A detailed analysis of fossils revealed that four of the teeth belonged to the same adult as the jawbone fragment. The other two were “milk teeth” each belonging to a separate infant. Scientists led by Gerrit van den Bergh from Wollongong University in Australia published findings of their study in the journal Nature. The fossils were about 700,000-year old, indicating the hobbit hominin had much older ancestors than previously thought.

Scientists said the newly discovered fossils belonged to a bigger species that reached the Flores island about a million years ago. Though the samples are 700,000-year-old, they show surprising similarities to hobbits, also called Homo floresiensis. There have been a variety of theories regarding how the hobbits achieved the dwarfed form. One theory says they are the dwarfed form of Homo erectus, while others argue that hobbits evolved from even older, smaller bodied hominins like Homo habilis or Australopithecus.

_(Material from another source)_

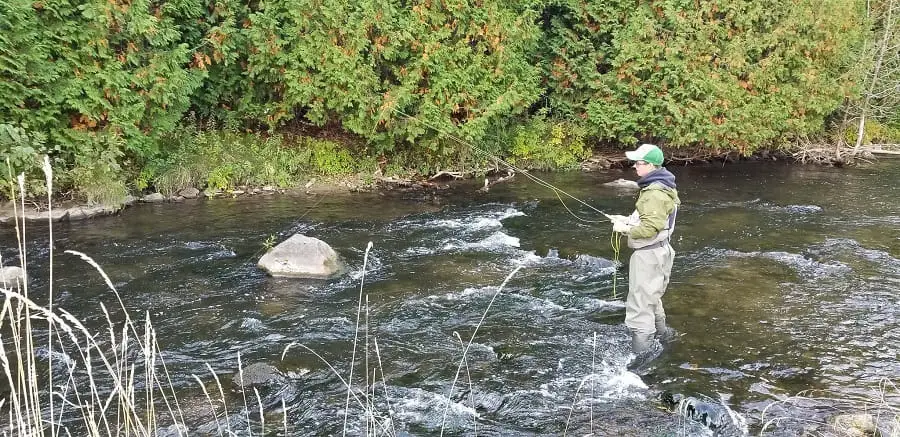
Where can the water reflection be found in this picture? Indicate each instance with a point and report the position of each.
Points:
(786, 279)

“Island dwarfing” caused Homo erectus to shrink to hobbit size

There were also a few theories suggesting that the hobbits were a form of diseased Homo sapiens that dwarfed due to developmental conditions like microcephaly or Down syndrome. But the new study says the hobbit indeed is a dwarfed form of Homo erectus from Java that might have gotten isolated on Flores. Scientists have found stone tools on Flores that are a million years old. Around the same time, the Homo erectus was living on nearby Java island.

The Homo erectus that grew in isolation on Flores might have shrunk to the hobbit size in a process called “island dwarfism” over a period of hundreds of thousands of years. Island dwarfing is when an animal responds quickly to limited resources on an island by shrinking its body size. For instance, the red deer shrank to just one-sixth of its original size just 6,000 years ago on the island of Jersey. Flores island itself was once home to a small elephant-like creature.